<296> sind durch so viele Beweise in Ihrem Geiste verankert, daß ich umsonst versuchen würde, sie zu entwurzeln. Ihr Leben ist eine beständige Betrachtung; das meine stießt sanft dahin. Ich begnüge mich mit dem Genießen, überlasse das Nachdenken andren und bin zufrieden, wenn es mir gelingt, mich zu unterhalten und zu zerstreuen. Eben dadurch haben Sie soviel vor mir voraus, besonders bei der Erörterung schwieriger Fragen, die viele Gedankenverknüpfungen erfordern. Ich bin also darauf gefaßt, daß Sie mit Ihrem ganzen Rüstzeug gegen meine letzten Verschanzungen vorgehen werden.
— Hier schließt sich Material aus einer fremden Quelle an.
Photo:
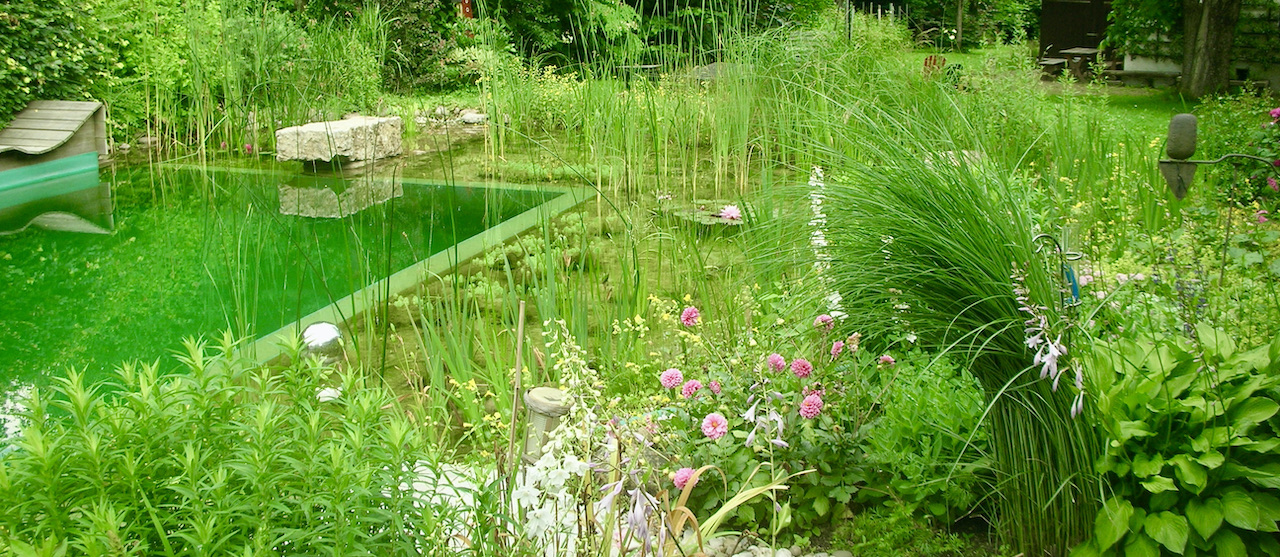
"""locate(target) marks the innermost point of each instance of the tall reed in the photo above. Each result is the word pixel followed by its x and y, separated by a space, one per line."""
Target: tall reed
pixel 928 241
Ich sehe voraus, daß ich mein Unabhängigkeitssystem werde aufgeben müssen, in dem ich mich so bequem eingerichtet hatte. Ihre zwingenden Beweise werden mich nötigen, einen neuen Lebensplan zu entwerfen, der besser als der bisher von mir verfolgte den Pflichten meines Standes entspricht.
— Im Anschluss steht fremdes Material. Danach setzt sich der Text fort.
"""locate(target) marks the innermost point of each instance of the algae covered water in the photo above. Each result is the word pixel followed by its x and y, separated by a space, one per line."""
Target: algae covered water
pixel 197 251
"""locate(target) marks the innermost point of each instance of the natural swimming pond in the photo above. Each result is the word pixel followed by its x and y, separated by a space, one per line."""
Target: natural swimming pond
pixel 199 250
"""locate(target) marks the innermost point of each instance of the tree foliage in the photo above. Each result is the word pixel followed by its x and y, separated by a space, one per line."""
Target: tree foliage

Allein es entstehen immerfort neue Zweifel in meinem Geiste. Sie sind der Arzt, dem ich die Leiden meiner Seele anvertraue; Ihr Amt ist es, sie zu heilen. Sie sprachen mir von einem Gesellschaftsvertrag; niemand hat mich davon unterrichtet. Wenn dieser Vertrag besieht, ich habe ihn nicht unterschrieben. Nach Ihrer Ansicht habe ich Pflichten gegen die Gesellschaft; ich weiß nichts davon. Ich soll eine Schuld abzutragen haben: an wen? An das Vaterland. Für welches Kapital? Ich ahne es nicht. Wer hat mir dies Kapital geliehen? Wann? Wo ist es? Indes gebe ich Ihnen zu, wenn alle Welt müßig ginge und nichts täte, müßte unser Geschlecht notwendig zugrunde gehen. Allein das ist nicht zu befürchten; denn die Not zwingt den Armen zur Arbeit, und es hat nichts weiter auf sich, wenn ein Reicher sich ihr entzieht. Nach Ihren Grundsätzen wäre in der Gesellschaft alles tätig, jeder handelte, jeder arbeitete. Ein solcher Staat gliche einem Bienenkorbe, wo jede Biene ihre Beschäftigung hat. Die eine gewinnt den Saft aus den Blumen, die andre knetet Wachs in den Zellen, eine dritte dient der Fortpflanzung der Art, und es gibt keine unsühnbare Sünde außer dem Müßiggang.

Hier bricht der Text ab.